By now, most of you fellow imbibers are aware of a wine called Moscato. The name itself covers many different styles of wine, from pink, sweet and bubbly to wine spritzers that have additional flavors like coconut, pineapple, and even vanilla.
All of these wines have one thing in common: They’re made from a family of grapes found in the Mediterranean and Western Europe called, Muscat. The Muscat family has over 200 varieties, but about five or six main grapes that produce wines of high quality.
Moscato is simply the Italian name for the grape, and I suppose that the wine industry thought it was a sexier way to sell it to the masses: So that's the name you'll see most often.

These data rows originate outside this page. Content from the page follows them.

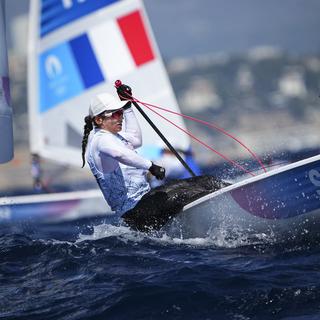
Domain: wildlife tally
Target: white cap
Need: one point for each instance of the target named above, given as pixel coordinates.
(105, 102)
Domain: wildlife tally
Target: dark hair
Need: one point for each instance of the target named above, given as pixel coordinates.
(86, 131)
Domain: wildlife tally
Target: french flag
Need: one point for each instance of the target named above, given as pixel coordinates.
(121, 45)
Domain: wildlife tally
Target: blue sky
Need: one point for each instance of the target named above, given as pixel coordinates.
(191, 27)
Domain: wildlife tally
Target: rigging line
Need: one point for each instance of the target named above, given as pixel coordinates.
(199, 141)
(209, 125)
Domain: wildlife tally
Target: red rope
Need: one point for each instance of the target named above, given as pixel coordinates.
(198, 140)
(209, 125)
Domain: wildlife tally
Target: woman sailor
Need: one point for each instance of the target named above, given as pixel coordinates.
(109, 148)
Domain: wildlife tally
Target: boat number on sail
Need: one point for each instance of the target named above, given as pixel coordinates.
(314, 176)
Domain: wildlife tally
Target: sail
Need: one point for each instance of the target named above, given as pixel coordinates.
(78, 49)
(6, 132)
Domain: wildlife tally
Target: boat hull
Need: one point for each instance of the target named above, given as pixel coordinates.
(281, 203)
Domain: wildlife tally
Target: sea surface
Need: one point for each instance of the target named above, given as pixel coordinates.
(92, 269)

In the past two years the beverage industry has gotten behind this grape and pushed real hard to make it the next big thing in wine, mostly because it can be grown anywhere and made into almost any style. Plus, it’s naturally grapey, musky and sweet like Welch’s grape juice, which is very amiable to the American palette.
The wine has taken off in the US. Just look on the store shelves and it’s pretty obvious we’re all in, “Muscat Love” (sorry for the 70’s pun).
The Moscato we Americans are most familiar with is a sticky-sweet white or pink wine with various colors and fruit flavors added to it. In fact, it’s gotten pretty out of hand: My opinion is that this two-dimensional, confectionary approach is a very shallow representation of what the grape can do.
If you’re interested in what Moscato looks like when she removes the makeup, false eyelashes and the Spanx, it’s even more beautiful than you could imagine. They’ve been making it for centuries in the region of northern France, near the France-Germany border, known as Alsace-Lorraine. It’s also used to make Asti Spumante (sparkling wine from the north of Italy).
In Alsace, winemakers almost always make dry wine: Alsatian Muscat is no exception. Cool nights in these low, rolling hills cause the grapes to ripen slowly and retain lots of acid, which makes the wines lean, mean and sharp. Alsatian producers use little to no oak in their wines, which means no tannins or soft, buttery flavors here. What you’re getting is a direct representation of the grape’s flavor with no interference from secondary influences.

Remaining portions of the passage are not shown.